🤖 AI Summary
Epistemic uncertainty remains challenging to quantify in predictive uncertainty decomposition—especially when the posterior distribution is intractable.
Method: We propose a frequentist epistemic uncertainty measure based on bootstrap resampling, establishing its asymptotic equivalence to Bayesian mutual information under large-sample conditions. This approach bypasses Bayesian inference entirely, relying solely on resampling and asymptotic expansion to efficiently approximate mutual information.

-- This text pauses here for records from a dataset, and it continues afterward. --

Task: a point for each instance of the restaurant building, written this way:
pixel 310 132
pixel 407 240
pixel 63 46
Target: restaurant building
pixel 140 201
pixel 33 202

Contribution/Results: Our method provides the first rigorous theoretical foundation and computationally tractable pathway for frequentist estimation of epistemic uncertainty. It formally justifies empirical practices such as deep ensembles by revealing their implicit modeling of epistemic uncertainty. Extensive experiments demonstrate that the proposed measure improves uncertainty calibration and enhances decision-making performance in downstream tasks.
📝 Abstract
Decomposing prediction uncertainty into its aleatoric (irreducible) and epistemic (reducible) components is critical for the development and deployment of machine learning systems. A popular, principled measure for epistemic uncertainty is the mutual information between the response variable and model parameters. However, evaluating this measure requires access to the posterior distribution of the model parameters, which is challenging to compute. In view of this, we introduce a frequentist measure of epistemic uncertainty based on the bootstrap. Our main theoretical contribution is a novel asymptotic expansion that reveals that our proposed (frequentist) measure and the (Bayesian) mutual information are asymptotically equivalent. This provides frequentist interpretations to mutual information and new computational strategies for approximating it. Moreover, we link our proposed approach to the widely-used heuristic approach of deep ensembles, giving added perspective on their practical success.